Jesus sends his disciples out in an unfettered open-handedness that is the essence of trust. Yet his instructions are preceded by a warning: “I am sending you out as lambs among wolves.” So much for nurturing abundance and blissful communion. The new creation has its adversaries. The reign of God is at hand, but humans are free to accept it or reject it. Yet we who are commissioned to proclaim it in word and deed are bound by a deeper freedom. Bound by freedom? Yes: Bound by the freedom for which Christ has set us free. That’s what Paul declared to the Galatian community last week: “For freedom Christ set us free.” Today he goes on to say that his only boast is in the cross of Christ. And so it must be with us.
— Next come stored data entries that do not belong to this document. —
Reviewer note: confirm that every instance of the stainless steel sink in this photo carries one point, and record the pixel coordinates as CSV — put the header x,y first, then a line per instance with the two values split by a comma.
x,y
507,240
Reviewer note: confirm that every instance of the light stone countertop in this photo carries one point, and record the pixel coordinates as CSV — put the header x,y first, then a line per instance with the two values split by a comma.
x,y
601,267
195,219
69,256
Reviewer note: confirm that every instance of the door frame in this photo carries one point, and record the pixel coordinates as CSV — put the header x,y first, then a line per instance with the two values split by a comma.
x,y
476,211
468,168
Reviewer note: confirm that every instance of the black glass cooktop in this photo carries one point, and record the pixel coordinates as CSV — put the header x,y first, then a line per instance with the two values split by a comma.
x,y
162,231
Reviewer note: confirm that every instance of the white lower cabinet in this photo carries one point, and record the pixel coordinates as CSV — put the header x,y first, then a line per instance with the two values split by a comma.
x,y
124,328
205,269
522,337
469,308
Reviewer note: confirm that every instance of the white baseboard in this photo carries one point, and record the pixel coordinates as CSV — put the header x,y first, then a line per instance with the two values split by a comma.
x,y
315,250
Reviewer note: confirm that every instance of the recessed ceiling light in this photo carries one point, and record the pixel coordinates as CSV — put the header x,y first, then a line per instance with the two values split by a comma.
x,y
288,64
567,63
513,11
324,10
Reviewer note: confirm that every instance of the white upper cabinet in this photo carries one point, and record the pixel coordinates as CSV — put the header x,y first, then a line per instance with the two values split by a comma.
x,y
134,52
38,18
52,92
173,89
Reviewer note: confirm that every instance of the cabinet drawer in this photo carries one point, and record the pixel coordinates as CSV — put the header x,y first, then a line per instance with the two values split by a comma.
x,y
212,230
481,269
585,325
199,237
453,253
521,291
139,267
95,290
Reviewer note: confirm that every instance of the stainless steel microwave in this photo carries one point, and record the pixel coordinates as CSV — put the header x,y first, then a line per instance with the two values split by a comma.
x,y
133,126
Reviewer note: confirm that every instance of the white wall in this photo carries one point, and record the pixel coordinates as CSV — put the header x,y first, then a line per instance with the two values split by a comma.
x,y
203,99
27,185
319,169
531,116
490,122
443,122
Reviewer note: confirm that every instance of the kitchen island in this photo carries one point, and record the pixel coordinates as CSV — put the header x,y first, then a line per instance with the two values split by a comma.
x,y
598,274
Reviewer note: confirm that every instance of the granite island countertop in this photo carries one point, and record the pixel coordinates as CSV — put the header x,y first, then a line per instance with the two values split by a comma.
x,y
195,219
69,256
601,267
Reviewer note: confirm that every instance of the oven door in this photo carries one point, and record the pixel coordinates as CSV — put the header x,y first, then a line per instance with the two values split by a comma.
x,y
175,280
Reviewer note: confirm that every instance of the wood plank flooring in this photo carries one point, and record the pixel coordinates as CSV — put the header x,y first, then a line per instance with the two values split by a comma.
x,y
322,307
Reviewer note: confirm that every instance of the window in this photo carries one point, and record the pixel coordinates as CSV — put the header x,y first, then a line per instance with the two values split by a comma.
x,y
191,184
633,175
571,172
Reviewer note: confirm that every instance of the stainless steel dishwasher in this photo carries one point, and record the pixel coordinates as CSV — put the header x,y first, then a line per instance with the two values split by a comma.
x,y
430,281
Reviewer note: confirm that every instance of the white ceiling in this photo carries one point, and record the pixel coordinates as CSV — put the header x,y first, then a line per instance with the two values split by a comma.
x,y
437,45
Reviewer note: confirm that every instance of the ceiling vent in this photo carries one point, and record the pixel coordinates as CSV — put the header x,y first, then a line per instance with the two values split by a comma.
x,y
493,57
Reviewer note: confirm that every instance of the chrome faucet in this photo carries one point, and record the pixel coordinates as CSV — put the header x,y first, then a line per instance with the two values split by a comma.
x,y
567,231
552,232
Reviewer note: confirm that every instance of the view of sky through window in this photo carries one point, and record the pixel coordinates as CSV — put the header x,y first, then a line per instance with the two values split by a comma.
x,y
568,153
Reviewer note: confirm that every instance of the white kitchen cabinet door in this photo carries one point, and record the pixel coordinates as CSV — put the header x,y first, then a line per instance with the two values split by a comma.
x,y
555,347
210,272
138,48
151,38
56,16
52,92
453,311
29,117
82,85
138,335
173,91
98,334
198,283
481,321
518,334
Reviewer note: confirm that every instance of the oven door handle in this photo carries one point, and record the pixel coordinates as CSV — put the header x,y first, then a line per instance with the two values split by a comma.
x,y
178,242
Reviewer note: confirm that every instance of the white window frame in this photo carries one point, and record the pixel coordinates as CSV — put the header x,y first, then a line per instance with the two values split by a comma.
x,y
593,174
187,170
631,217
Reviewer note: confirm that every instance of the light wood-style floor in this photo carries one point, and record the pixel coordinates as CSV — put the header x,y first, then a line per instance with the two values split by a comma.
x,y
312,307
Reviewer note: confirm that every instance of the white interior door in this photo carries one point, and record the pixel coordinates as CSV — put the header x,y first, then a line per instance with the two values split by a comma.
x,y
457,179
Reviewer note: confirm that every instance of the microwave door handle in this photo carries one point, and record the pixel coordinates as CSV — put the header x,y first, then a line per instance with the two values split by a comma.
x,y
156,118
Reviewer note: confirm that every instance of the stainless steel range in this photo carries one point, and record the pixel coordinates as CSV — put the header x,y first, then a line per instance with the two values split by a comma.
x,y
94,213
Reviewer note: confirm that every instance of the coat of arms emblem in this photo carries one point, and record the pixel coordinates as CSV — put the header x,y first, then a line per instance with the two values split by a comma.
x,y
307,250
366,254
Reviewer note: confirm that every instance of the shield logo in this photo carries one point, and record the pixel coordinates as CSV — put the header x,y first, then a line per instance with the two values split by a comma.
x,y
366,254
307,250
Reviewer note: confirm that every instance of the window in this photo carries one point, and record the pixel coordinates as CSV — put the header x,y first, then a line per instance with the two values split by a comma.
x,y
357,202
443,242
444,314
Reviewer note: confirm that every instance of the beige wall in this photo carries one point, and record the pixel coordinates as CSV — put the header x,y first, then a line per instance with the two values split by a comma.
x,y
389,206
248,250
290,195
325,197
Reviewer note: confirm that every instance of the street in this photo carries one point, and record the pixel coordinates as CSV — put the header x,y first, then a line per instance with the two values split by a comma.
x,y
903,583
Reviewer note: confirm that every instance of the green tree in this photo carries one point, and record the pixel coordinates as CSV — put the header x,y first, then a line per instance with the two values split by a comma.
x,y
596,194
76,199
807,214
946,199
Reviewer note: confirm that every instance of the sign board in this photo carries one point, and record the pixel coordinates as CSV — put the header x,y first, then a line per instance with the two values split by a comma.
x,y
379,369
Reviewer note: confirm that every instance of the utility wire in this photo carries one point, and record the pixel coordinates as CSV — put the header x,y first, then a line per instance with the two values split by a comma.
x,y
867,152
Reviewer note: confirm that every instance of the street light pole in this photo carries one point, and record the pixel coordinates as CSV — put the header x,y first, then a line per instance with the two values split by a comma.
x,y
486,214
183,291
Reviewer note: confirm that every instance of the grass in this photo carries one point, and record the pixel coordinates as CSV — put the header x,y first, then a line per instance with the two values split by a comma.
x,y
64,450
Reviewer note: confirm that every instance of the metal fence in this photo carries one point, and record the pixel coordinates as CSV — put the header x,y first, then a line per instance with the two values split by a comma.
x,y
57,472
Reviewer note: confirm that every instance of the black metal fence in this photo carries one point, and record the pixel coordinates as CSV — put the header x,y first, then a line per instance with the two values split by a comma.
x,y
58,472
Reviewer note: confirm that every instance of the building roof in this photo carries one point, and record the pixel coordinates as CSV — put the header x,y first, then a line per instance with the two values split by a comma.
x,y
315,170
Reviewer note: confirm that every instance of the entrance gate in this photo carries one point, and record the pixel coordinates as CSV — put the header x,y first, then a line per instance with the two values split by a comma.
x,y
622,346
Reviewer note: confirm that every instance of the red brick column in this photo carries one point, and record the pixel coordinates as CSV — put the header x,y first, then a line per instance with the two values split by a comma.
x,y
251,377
Remember that, as Jesus sends his disciples before him, he himself is on a journey to Jerusalem. Not the heavenly one of the abundant breasts, but the all-too earthly one under Roman occupation. He is on a journey that will lead to his passion, but which won’t end there. Jesus sends his disciples before him—he sends us before him—knowing the risk entailed in birthing the new creation, the reign of God. The paradox is that the new creation dwells within that very risk, just as the resurrection dwells within the cross, and the New Jerusalem dwells within the earthly one. We can risk the cross only because we already live from the resurrection.
Nurturing abundance and blissful communion—the lushness of the new creation is ours, already and not yet. We have all that we need for the journey.